The new economic order will challenge ingrained gender stereotypes and create new challenges and anxieties in the process.

Men like Danny Hawkins, featured in the Time magazine article, will increasingly take on the roles of househusbands. Hawkins takes care of his two daughters and is treasurer of the PTA and homeowners association while his wife serves as a top executive at Henry Ford Health System.

But will society ultimately deem men like Hawkins weak and unworthy because they cannot keep pace with their spouse’s achievements? How will men react when their defining role as family breadwinner becomes usurped? And will women secretly begin to resent having to serve as the family’s primary breadwinner?

Time will only tell. The only certainty is that women will have greater influence in the workplace, and that will make all of our lives better.

To learn more about the upcoming economic shifts, read the cover story in this week’s Time magazine, or check out Liza Mundy’s new release, The Richer Sex: How the New Majority of Female Breadwinners Is Transforming Sex, Love and Family.

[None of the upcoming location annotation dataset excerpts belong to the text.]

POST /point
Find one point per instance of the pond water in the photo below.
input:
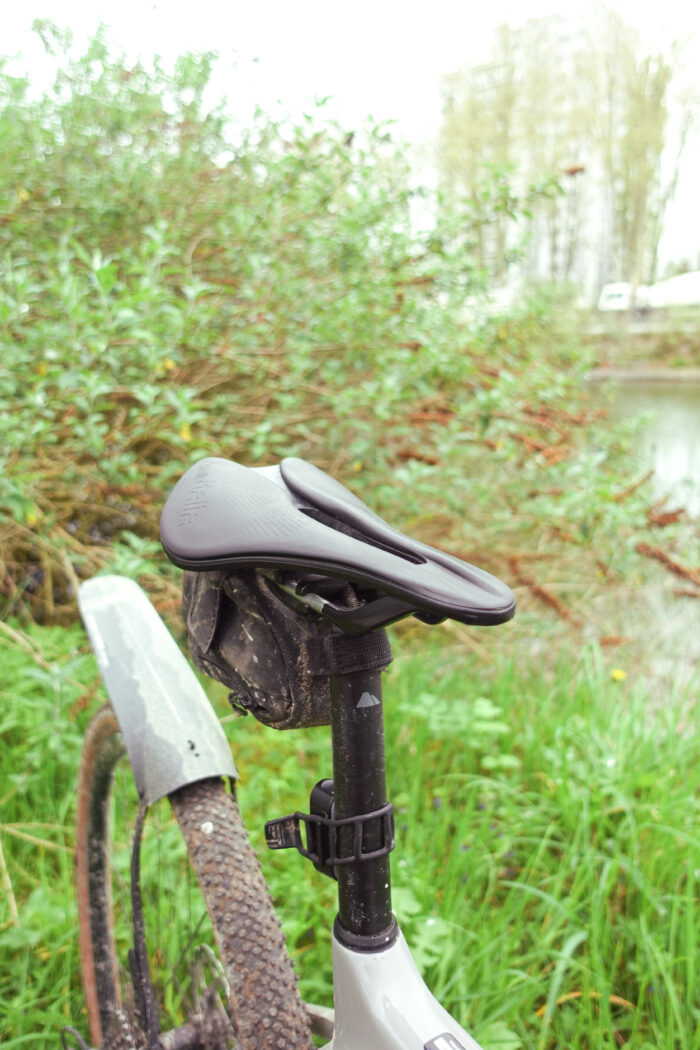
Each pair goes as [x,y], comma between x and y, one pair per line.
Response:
[670,440]
[666,628]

{ 4 comments… read them below or add one }

ImpulseSave March 22, 2012 at 7:40 am

Thank you for writing about this. I’ll have to check out the TIME article, because this sounds so interesting. We could have seen this coming with the majority of college graduates being female for some time now. I think that aside from all the controversy likely to come out of this discussion and theme in our society, the most important piece to remember is that for the first time in history, women have a choice and an opportunity to make money and be independent. For better or for worse, I think that that achievement alone is worth celebrating. Of course, women who do wish to uphold the traditional role of stay-at-home mother have every right to do so as well.

CJ Belle March 22, 2012 at 2:36 pm

I should add that I am the breadwinner in our marriage, I make 3 times what my husband makes (I also have a PhD); and my husband had not finished his B.S. as of yet (he left school years ago). It makes for an interesting dynamic…I feel sometimes like I’m still holding the weight of both sides of the marriage…doesn’t sit well with me at all, and I know others who feel this way too. A timely, and expected article.

Alonzo March 23, 2012 at 4:21 pm

Thanks CJ for sharing your perspective.

It’s going to bereal interesting to see if with increasing economic power, will women feel an even greater pressure to support their families. Will this cause resentment if a spouse isn’t holding up his end? Will men see it as a motive to step up their game or will many husbands see it as a way to get over. Why push yourself if your wife is bring home the bacon and you don’t have to do anything?

It’s my hope men will step up their game and get the education or initiative to advance their careers in order to share the burden. I guess only time will tell.

Alonzo April 12, 2012 at 11:43 am

I completely agree. It’s definitely a great thing that women are having more options than ever before.

The battle is not over though as I think we should still push for pay equality as well, seeing that women unfortunately earn less than 80 cents for every dollar a man makes.